La inversión internacional pública debe empoderar a los países más vulnerables en la resiliencia contra la sequía

La inmunización contra la sequía es urgente. Por ello, el mapeo de las zonas de alto riesgo de sequía, la mejora de las tecnologías para el cultivo agrícola, el incremento de la fertilidad de los suelos y el cultivo de árboles a las granjas locales se presentan como medidas rápidas y directas capaces de marcar la diferencia en estos territorios.
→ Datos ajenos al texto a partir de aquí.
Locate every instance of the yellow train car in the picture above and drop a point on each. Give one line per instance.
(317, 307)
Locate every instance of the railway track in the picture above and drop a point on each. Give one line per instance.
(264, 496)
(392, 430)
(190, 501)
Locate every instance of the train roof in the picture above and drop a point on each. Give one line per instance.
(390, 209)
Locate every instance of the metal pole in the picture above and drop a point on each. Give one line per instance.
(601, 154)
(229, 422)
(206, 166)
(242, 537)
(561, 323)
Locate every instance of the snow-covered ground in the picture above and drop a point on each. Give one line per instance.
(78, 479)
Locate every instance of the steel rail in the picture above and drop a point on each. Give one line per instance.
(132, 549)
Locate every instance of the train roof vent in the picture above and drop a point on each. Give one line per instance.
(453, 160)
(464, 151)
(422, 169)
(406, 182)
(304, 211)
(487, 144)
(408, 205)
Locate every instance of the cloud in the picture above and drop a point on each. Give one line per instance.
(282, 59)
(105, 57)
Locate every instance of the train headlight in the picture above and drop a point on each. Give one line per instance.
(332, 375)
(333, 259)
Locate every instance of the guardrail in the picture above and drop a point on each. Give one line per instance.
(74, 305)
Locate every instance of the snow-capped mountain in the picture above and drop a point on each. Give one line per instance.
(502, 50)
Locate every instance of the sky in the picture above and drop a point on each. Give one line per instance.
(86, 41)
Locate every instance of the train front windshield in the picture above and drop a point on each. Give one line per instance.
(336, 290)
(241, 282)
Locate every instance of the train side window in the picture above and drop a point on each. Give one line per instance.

Sin embargo, la ciencia debe venir acompañada la inversión internacional pública para empoderar a los países más vulnerables en la resiliencia a través del aumento de la protección social de las comunidades locales, el desarrollo de soluciones basadas en la naturaleza que no dañen los ecosistemas, servicios financieros que permitan desarrollar estudios de análisis de riesgo y marcos colaborativos que aúnen a agentes públicos, privados y civiles bajo el mismo paraguas permitiendo conocer todas las necesidades para dar lugar a un cambio sistémico.

En el ámbito más social, en las profundidades de un mar de cientos de medidas, es fundamental, como defienden las Naciones Unidas, establecer –y, si ya existen, mejorar– todas aquellas estrategias que promuevan el ahorro de agua, la sostenibilidad del territorio y la protección del medio ambiente. «Los sistemas para prevenir los principales riesgos de la sequía permiten evitar otros más complejos que puedan derivar de ella, incluyendo la amenaza del cambio climático. Es posible reducir el riesgo de desertificación si nos esforzamos en entender su naturaleza compleja y buscamos medidas adaptativas para afrontarla», concluyen los expertos de las Naciones Unidas. Una acción coordinada capaz de reducir al mínimo los efectos de una crisis, de nuevo, inminente.